Dicen que lo de hacer regalos es un síntoma de civilización. Que solo en las sociedades avanzadas se tiene la necesidad de ofrecer cosas al prójimo, a cambio o no de otras cosas. Como sea, la costumbre es tan antigua como nosotros mismos. Ya los romanos se hacían obsequios más o menos por estas fechas -sus saturnales-, cuando en nombre del dios Saturno celebraban la llegada de la luz que comenzaba a alargar los días del invierno.

En tiempos menos sutiles, la opulencia formaba parte del espíritu del regalo. La finalidad era la sorpresa, el agasajo. Cuanto más caro el obsequio, mejor cumplía su cometido. El oro, incienso y mirra que los tres sabios de Oriente -que no reyes, ojo- regalaron a un recién nacido nos da una idea del poder que le sospechaban. No fueron los únicos.
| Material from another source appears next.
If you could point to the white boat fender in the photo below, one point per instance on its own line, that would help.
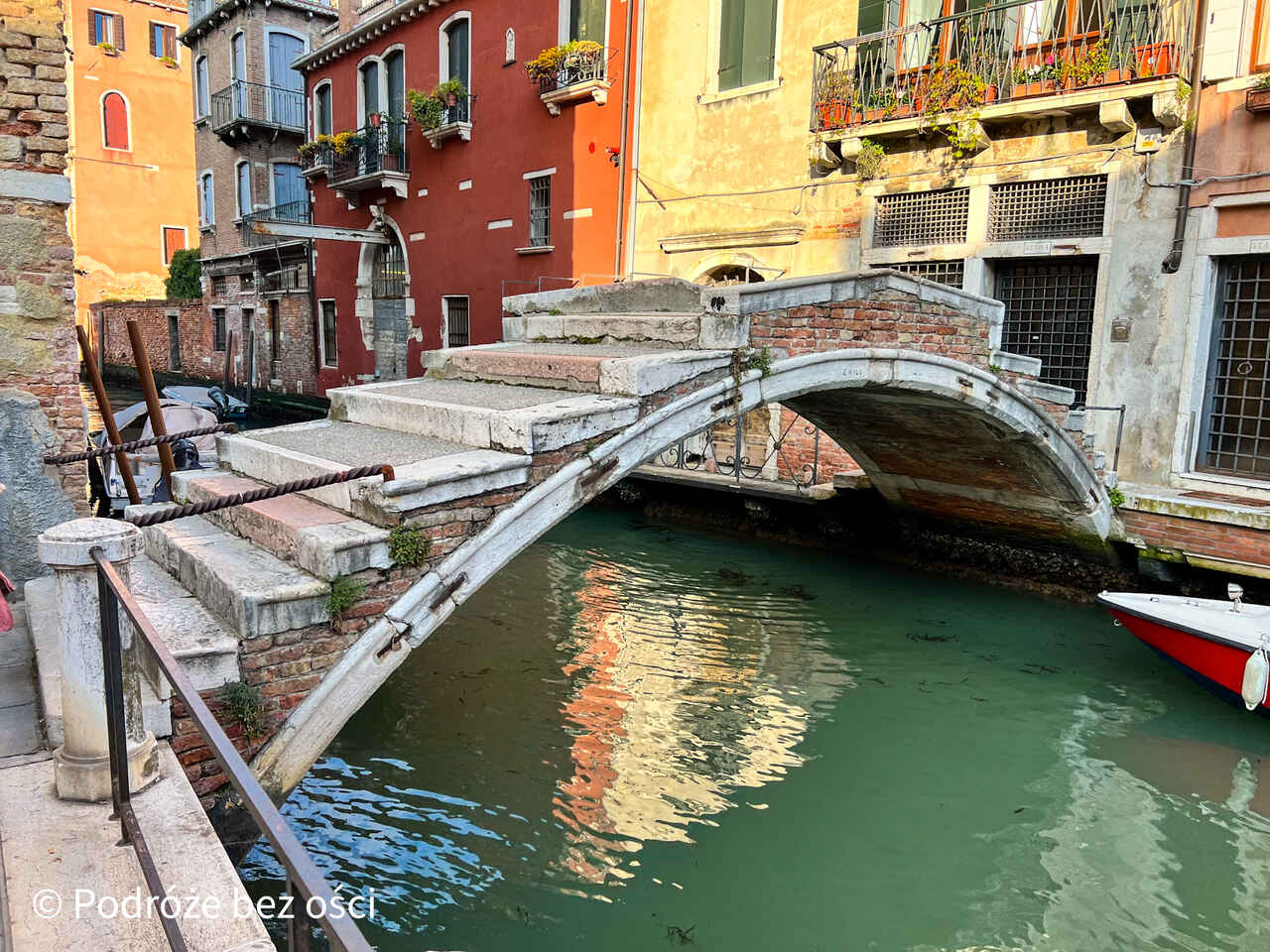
(1256, 678)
El navegante Ulises recibió también regalos opíparos de un posible adversario, el rey de Thesporia: ni más ni menos que metales preciosos suficientes para enriquecer a su descendencia hasta la décima generación. Algo debía de querer.
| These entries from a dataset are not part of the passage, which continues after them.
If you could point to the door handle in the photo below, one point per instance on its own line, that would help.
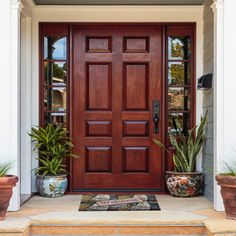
(156, 115)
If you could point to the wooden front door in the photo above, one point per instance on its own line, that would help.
(117, 82)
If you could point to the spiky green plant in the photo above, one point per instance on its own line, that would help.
(4, 168)
(187, 146)
(53, 145)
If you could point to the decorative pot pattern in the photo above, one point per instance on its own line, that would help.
(51, 186)
(6, 185)
(184, 184)
(228, 193)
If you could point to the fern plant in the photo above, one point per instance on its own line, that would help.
(53, 145)
(4, 168)
(187, 146)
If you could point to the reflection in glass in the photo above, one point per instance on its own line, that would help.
(182, 119)
(178, 99)
(179, 48)
(55, 99)
(55, 73)
(56, 118)
(55, 47)
(179, 73)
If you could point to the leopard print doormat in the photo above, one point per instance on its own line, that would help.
(113, 202)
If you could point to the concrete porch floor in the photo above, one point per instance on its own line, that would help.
(43, 216)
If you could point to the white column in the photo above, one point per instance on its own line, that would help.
(10, 94)
(218, 9)
(224, 88)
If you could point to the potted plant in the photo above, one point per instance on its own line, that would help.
(54, 146)
(185, 181)
(7, 182)
(227, 181)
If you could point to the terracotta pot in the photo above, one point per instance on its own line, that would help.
(6, 185)
(228, 193)
(184, 184)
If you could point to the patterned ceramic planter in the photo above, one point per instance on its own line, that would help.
(184, 184)
(52, 186)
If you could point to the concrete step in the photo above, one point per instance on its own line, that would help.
(123, 230)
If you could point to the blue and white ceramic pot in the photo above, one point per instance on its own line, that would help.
(184, 184)
(51, 186)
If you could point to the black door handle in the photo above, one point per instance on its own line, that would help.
(156, 115)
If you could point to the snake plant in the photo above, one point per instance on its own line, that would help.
(53, 145)
(187, 146)
(4, 168)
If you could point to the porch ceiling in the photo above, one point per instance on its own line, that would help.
(118, 2)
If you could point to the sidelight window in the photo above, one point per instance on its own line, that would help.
(180, 82)
(54, 76)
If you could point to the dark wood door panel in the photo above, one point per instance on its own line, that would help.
(117, 75)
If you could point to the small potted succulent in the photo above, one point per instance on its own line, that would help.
(227, 182)
(185, 181)
(54, 146)
(7, 182)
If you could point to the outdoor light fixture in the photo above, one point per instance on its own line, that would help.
(205, 82)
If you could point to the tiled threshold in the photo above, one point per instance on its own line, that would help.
(44, 217)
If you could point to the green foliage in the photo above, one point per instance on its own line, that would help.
(54, 145)
(186, 147)
(4, 168)
(229, 168)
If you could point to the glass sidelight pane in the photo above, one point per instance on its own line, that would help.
(178, 99)
(179, 48)
(56, 118)
(179, 73)
(55, 47)
(55, 99)
(55, 73)
(182, 119)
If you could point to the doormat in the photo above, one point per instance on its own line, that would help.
(113, 202)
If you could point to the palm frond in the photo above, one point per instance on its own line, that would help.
(5, 167)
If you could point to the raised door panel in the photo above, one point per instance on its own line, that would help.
(135, 128)
(98, 44)
(98, 81)
(135, 86)
(98, 159)
(135, 159)
(136, 44)
(98, 128)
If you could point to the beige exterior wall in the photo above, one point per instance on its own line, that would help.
(207, 155)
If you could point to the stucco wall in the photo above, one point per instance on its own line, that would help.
(207, 155)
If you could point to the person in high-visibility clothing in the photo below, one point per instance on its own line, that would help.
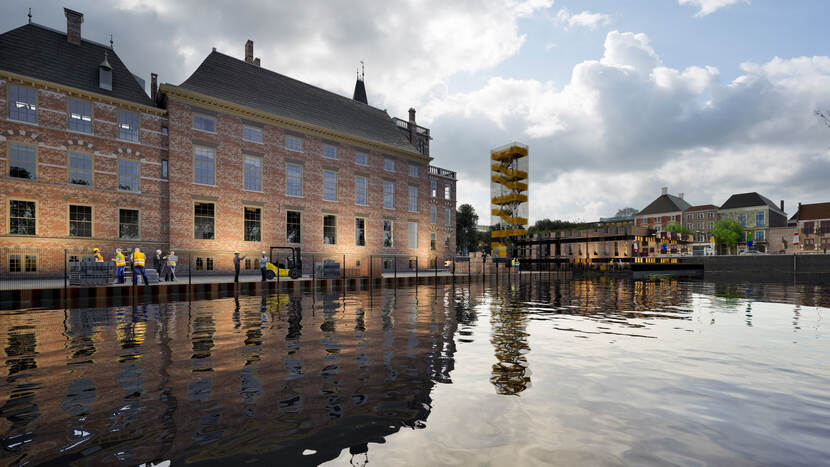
(138, 266)
(120, 264)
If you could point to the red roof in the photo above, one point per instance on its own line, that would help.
(814, 211)
(702, 207)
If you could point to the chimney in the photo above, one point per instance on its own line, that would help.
(413, 134)
(73, 26)
(153, 86)
(249, 51)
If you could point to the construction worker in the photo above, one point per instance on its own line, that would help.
(138, 259)
(236, 262)
(158, 264)
(120, 264)
(171, 266)
(263, 265)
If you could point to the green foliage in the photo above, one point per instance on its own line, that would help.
(728, 232)
(676, 227)
(466, 232)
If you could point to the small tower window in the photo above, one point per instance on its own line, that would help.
(105, 74)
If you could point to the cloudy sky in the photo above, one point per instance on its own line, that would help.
(615, 98)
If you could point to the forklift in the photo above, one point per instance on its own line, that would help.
(294, 268)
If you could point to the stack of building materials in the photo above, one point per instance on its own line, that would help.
(91, 273)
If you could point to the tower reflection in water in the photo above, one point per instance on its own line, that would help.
(244, 378)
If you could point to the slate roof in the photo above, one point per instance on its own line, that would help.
(228, 78)
(808, 212)
(749, 200)
(44, 53)
(665, 203)
(702, 207)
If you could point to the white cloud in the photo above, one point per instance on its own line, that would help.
(585, 19)
(709, 6)
(626, 124)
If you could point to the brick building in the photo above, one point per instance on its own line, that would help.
(236, 157)
(82, 149)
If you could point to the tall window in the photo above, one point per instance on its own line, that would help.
(203, 216)
(253, 224)
(22, 217)
(80, 115)
(359, 231)
(413, 199)
(329, 229)
(413, 235)
(253, 173)
(389, 195)
(22, 104)
(22, 161)
(204, 162)
(128, 224)
(252, 134)
(329, 185)
(360, 196)
(204, 123)
(294, 143)
(292, 227)
(293, 180)
(128, 125)
(80, 221)
(128, 175)
(330, 151)
(387, 234)
(80, 168)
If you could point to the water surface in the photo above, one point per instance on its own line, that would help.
(532, 373)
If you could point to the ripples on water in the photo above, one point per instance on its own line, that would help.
(579, 372)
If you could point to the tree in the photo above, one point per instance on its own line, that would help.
(626, 212)
(676, 227)
(728, 232)
(466, 228)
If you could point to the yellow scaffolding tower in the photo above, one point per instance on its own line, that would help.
(508, 196)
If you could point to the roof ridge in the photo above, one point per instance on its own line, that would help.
(62, 33)
(347, 99)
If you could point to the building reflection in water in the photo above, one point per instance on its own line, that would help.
(244, 378)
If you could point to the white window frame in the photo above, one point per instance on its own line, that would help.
(288, 177)
(361, 190)
(329, 178)
(294, 143)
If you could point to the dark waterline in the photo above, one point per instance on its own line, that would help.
(575, 372)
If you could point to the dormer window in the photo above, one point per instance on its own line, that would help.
(105, 74)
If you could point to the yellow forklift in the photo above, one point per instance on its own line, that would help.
(293, 266)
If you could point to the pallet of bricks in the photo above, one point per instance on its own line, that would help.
(91, 273)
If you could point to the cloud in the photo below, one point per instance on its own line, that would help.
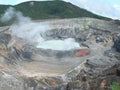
(100, 7)
(108, 8)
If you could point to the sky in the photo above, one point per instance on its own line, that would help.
(108, 8)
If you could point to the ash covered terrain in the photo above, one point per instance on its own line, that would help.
(58, 54)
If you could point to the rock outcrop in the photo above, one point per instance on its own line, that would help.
(25, 67)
Los siglos nos han domesticado la costumbre de regalar. Incluso entre jefes de Estado, ya no está bien gastarse una fortuna. Era una práctica demasiado cercana a la compra de favores o incluso al soborno. Dicen que el límite se estableció por culpa de los saudís, que iban por ahí regalando caballos purasangre a todo hijo de vecino. Se fijó una cantidad máxima: 375 dólares. Los regalos que excedan ese monto deben ser rechazados. Lo caro ya no impresiona a nadie y puede que a menudo se asocie con el mal gusto. Ahora se estila otra opulencia: la de la imaginación. Mucho más democrático y también mucho más divertido.

Los psicólogos seguro que están de acuerdo. Ellos hace mucho que advierten de lo dañino que es el exceso, tanto en cantidad como en calidad. Debemos regalar menos cosas y más tiempo. Por ejemplo: un vale para un paseo. O para una partida de parchís. O para ver una película juntos. Claro que esto no es aplicable a los jefes de Estado (aunque me encantaría echarme un parchís con Obama, incluso con Trump, incluso con Rajoy, incluso con la reina de Inglaterra).

La psicología del regalo-experiencia dice que produce placer cuando se consume y no cuando se recibe y que por esa razón crea vínculos más fuertes entre los dos implicados. Están muy recomendados entre personas cercanas que quieran serlo más aún. De haberlo sabido, tal vez el rey de Thesporia le habría regalado a Ulises una juerga sin riesgos con sirenas cantarinas. O puede que los Reyes Magos le hubieran regalado al Mesías un paseo en camello o un curso de taichí.

En ese sentido, y en otros, hay que reconocer que el sultán de Las 1001 noches fue un moderno, porque cada amanecer le regaló a Sherezade la experiencia que ella más deseaba: un día más de vida para poder seguir contando sus queridas historias. Menudo regalazo. Tal vez todo se reduzca a estas tres cosas: la opulencia, el buen gusto y la muda influencia de la moda, que guía nuestro destino como una estrella de Belén.